Decomposition of magnetotelluric impedance tensors in the presence of local three‐dimensional galvanic distortion

Abstract
There are many occasions on which the magnetotelluric impedance tensor is affected by local galvanic distortion (channelling) of electric currents arising from induction in a conductive structure which is approximately two‐dimensional (2‐D) on a regional scale. Even though the inductive behavior is 2‐D, the resulting impedance tensor can be shown to have three‐dimensional (3‐D) behavior. Conventional procedures for rotating the impedance tensor such as minimizing the mean square modulus of the diagonal elements do not in general recover the principal axes of induction and thus do not recover the correct principal impedances but rather linear combinations of them.
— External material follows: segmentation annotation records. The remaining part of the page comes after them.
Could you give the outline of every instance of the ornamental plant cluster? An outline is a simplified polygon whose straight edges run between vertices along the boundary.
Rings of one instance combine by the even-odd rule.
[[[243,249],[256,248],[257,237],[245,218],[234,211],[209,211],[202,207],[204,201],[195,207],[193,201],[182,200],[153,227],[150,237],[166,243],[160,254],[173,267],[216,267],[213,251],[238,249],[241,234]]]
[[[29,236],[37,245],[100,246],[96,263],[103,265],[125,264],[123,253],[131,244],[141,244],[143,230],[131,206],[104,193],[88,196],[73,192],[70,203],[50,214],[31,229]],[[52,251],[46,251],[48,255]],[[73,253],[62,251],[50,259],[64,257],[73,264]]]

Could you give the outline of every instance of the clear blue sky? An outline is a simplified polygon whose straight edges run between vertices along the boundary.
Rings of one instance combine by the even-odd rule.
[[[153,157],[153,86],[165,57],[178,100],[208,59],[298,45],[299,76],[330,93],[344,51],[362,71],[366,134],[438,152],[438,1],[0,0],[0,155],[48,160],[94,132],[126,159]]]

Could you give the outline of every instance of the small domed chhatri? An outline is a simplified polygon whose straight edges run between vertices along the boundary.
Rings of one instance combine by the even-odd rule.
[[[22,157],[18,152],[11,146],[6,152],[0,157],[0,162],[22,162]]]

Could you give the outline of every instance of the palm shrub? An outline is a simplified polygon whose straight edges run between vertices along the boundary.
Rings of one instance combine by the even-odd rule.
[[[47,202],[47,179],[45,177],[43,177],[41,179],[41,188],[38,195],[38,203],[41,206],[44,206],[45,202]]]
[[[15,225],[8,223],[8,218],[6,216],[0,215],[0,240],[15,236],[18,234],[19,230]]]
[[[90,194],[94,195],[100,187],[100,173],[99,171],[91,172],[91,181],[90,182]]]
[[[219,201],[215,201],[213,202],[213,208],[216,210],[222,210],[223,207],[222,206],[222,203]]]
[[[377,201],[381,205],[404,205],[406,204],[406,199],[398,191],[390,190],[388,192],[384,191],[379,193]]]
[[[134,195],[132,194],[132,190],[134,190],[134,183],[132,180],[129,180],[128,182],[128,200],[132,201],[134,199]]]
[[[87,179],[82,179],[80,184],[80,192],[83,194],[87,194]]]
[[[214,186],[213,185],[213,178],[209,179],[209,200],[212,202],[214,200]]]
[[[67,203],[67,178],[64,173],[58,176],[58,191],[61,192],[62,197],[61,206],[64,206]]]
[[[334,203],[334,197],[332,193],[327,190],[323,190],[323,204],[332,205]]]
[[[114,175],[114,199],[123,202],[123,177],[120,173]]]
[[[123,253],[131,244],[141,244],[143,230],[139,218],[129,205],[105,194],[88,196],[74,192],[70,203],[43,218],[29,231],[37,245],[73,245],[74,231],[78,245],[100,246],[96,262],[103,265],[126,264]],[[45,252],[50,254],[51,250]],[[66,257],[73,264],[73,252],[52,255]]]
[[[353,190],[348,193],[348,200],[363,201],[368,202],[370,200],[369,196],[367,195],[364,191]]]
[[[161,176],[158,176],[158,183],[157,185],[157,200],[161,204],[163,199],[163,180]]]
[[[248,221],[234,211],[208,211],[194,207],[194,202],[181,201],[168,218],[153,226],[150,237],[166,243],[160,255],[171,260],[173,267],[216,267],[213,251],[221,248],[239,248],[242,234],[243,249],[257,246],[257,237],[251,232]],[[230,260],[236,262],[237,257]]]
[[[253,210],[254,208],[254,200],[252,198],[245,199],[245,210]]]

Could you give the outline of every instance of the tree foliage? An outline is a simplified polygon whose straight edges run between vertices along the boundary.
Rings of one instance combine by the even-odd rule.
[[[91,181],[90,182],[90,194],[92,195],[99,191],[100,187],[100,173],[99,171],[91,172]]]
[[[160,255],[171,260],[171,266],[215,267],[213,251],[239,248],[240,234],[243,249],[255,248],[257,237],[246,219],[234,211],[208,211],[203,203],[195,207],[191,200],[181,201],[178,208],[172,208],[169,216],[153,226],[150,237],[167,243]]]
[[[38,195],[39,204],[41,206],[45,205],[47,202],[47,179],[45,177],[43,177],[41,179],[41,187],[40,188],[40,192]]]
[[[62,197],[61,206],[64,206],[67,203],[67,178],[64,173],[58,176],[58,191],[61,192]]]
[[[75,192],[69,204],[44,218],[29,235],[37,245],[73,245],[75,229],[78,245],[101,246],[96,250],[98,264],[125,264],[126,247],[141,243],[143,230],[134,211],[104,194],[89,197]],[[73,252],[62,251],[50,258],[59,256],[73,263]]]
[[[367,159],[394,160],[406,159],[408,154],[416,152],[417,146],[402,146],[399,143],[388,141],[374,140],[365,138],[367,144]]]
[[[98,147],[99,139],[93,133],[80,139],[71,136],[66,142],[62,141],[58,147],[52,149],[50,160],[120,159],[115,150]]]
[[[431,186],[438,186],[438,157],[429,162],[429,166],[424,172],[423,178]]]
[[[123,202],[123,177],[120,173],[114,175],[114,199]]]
This paper presents a decomposition of the impedance tensor which separates the effects of 3‐D channeling from those of 2‐D induction. Where the impedance tensor is actually the result of regional 1‐D or 2‐D induction coupled with local frequency independent telluric distortion, the method correctly recovers the principal axes of induction and, except for a static shift (multiplication by a frequency independent real constant), the two principal impedances. Also obtained are two parameters (twist and shear), which partially describe the effects of telluric distortion. It is shown that the tensor operator which describes the telluric distortions can always be factored into the product of three tensor sub‐operators (twist, shear, local anisotropy) and a scalar. This product factorization allows assimilation of local anisotropy, if present, into the regional anisotropy. The method of decomposition is given in the paper along with a discussion of the improvements obtained over the conventional method and an example with real data.